Leones Dorados F.C.
- Full name: Leones Dorados Fútbol Club
- Founded: 20 July 2020; 6 years ago
- Dissolved: 1 December 2020; 5 years ago
- Ground: Estadio Municipal de Teziutlán Teziutlán, Puebla
- Capacity: 7,000
- Chairman: Octavio Tomás Mozo Nieves
- Manager: Antulio Padilla
- League: Liga de Balompié Mexicano
- 2020–21: 8th
| Home colours | Away colours |

= Leones Dorados F.C. =

Mexican association football club

Leones Dorados Fútbol Club was a Mexican professional football club based in Teziutlán, Puebla, that competed in the Liga de Balompié Mexicano.

== History ==
On July 20, 2020, the club was announced as the 17th founding franchise of the Liga de Balompié Mexicano, previously it had not appeared on the lists of teams interested in being part of the new league. In the beginning they had become the second team based in Mexico City.

After his official presentation, the team announced Florencio Martínez as its first manager. On July 29, the team signed Portuguese Luka Oliveira to reinforce their squad for the first tournament.

Due to the lack of support for the team in Mexico City, the club's board decided to look for a new venue where they could play their home games.

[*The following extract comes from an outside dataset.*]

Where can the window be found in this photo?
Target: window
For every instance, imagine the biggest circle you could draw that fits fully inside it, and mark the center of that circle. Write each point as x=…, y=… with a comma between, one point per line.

Finally, an agreement was reached with the municipality of Teziutlán, Puebla, with which the Leones Dorados took over the Municipal Stadium of the town, which had been remodeled recently, the field was left without a club after the Zaragoza franchise, which had announced it as its headquarters, was not accepted into the LBM.

==Stadium==
The Estadio Municipal de Teziutlán is situated in Teziutlán, Puebla, and was the ground of Leones Dorados F.C., which played in the Liga de Balompié Mexicano. It has the capacity to hold 7,000 spectators. In 2020, it underwent a renovation to adapt it to the requirements of the LBM, among the improvement works were installed dressing rooms, showers, cyclonic mesh and a new grandstand, in addition to installing a storm drainage system for the maintenance of the court.

Originally, the team had announced that it would play at the Estadio Jesús Martínez "Palillo", located in the Ciudad Deportiva Magdalena Mixhuca of Mexico City. This field has a capacity for 6,000 spectators.